И тут оказалось, что мои туземцы вовсе не туземцы, а самые натуральные англичане! Просто от продолжительного пребывания на солнце сильно загорели. По устному преданию, живущему в народе, этих англичан привезла сюда какая-то телевизионная компания, чтобы устроить сексуальное шоу "Любовь в тропиках". Пообещали людям большие деньги. А потом забыли забрать с острова... И денег не заплатили. Люди были молодые, без крепких моральных устоев, и быстро одичали ходят голые и предаются разврату где попало, а не в специально отведенных для этого местах.

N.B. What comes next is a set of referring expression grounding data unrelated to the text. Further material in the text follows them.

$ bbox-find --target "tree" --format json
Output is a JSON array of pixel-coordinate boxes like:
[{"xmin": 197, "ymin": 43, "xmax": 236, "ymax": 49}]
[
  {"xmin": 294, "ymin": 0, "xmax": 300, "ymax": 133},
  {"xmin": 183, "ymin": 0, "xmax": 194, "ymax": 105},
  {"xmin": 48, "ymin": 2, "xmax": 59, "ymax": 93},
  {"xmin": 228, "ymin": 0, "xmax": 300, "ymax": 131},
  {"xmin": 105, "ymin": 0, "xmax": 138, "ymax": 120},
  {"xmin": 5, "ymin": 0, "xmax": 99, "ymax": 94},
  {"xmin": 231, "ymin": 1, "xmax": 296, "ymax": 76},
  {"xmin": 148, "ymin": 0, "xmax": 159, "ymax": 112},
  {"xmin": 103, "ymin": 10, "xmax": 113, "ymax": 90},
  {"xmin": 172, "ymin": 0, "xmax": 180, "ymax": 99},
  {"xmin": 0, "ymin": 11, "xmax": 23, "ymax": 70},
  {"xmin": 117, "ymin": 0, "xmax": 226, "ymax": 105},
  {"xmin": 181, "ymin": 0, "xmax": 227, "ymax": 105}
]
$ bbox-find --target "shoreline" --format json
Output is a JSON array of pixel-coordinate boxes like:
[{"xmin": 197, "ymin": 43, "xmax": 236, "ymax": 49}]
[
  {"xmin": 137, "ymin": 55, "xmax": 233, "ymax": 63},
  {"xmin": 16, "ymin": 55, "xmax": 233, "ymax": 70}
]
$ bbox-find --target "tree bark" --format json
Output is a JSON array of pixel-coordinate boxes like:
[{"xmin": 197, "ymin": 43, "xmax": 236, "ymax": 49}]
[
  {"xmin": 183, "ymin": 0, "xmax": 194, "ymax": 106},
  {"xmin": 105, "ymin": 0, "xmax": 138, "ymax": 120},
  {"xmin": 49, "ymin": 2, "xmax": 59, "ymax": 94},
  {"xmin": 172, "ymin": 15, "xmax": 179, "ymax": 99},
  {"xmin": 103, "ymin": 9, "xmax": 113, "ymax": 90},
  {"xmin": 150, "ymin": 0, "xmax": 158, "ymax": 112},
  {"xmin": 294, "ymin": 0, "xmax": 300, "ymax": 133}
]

Но по другому преданию, тоже живущему в народе, когда-то давно-давно пираты захватили британский корабль, направлявшийся в Индию за пряностями, и ограбили до нитки. А всю команду и пассажиров высадили на необитаемый остров. Оставили им кур, поросят на развод. И с тех пор бывшие подданные Великобритании живут тут. В каком веке это произошло, не помнят. Я, пользуясь своими скромными познаниями в английской истории, попробовал это установить. Они, например, знают, кто такой был Ричард Львиное Сердце, Робин Гуд. На вопрос, кто такой Исаак Ньютон, уверенно отвечают – еврей, но в каком году адмирал Нельсон одержал победу в Трафальгарском сражении, над испанцами и французами, не знают. Хотя такие все патриоты – на свадьбах поют хором: "Никогда, никогда, никогда англичанин не будет рабом!" И смотрят на тебя высокомерно. Лондон, Оксфорд, Шекспир, быть или не быть, спикер верхней, нижней палаты – все знают! У некоторых даже родственники учились в Оксфорде на бакалавров. Наша историческая родина, наша историческая родина!..

Думаю: твою мать, а я – из Херсонской области... Произведения Шекспира только в кино видел, а что такое спикер, вообще не знал, думал – что-то непристойное. Но говорю: а как же вы, англичане-англичане, народ ушлый, с большими культурными традициями, а разбавлять спирт не догадались? Хотя его можно и так пить... Хорошо хоть ручей не подожгли. Никогда не надо считать себя самыми умными. И вообще, что такое традиции? Не надо преувеличивать их значение. Ну и что с того, что ваши предки были англичане, – на острове ни газет, ни театра, некуда сходить, ни самого примитивного парламентаризма. Не говоря уже о флоте, которым всегда так славилась Англия, – "Правь, Британия, морями!" Ага, правь... Нет флота. Вот вам и традиции, вот вам и историческая родина, на которую многие из вас не теряют надежды вернуться. Как вы вернетесь... И что, собственно, такое – историческая родина? Почему на нее надо обязательно стремиться? Не обязательно. Родина там, где ты родился, вот и все. Ее даже не обязательно любить, если это не Италия... Но допустим, вы заявитесь в Англию, допустим. Все может быть. Вы же там померзнете, к чертовой матери! В Англии туманы. Неграмотные... Ни читать, ни писать. А сейчас везде компьютеры. Будете тротуары подметать. Сидите тут и не рыпайтесь. И скажите спасибо Провидению, что сюда попали, едите апельсины и бананы, а не картошку и капусту. Валенок не надо, если в сельской местности, и зимнего "пальта" с воротником – если в городе. Волков нету... Вы не понимаете, как вам повезло! Не надо заготавливать на зиму дрова, каждый день топить печку, лазить в подпол и смотреть, хватит или не хватит до весны картошки. Главное, чтобы до весны хватило, а там пойдет щавель, молодая крапива. Коллективизация, приватизация... Катаклизм за катаклизмом. Вот кому так не повезло, тех, я понимаю, потянет на историческую и куда угодно. Но и то не всех тянет, некоторые привыкли. Не в бананах счастье. А Англия говно. Правда, хорошо в футбол играют.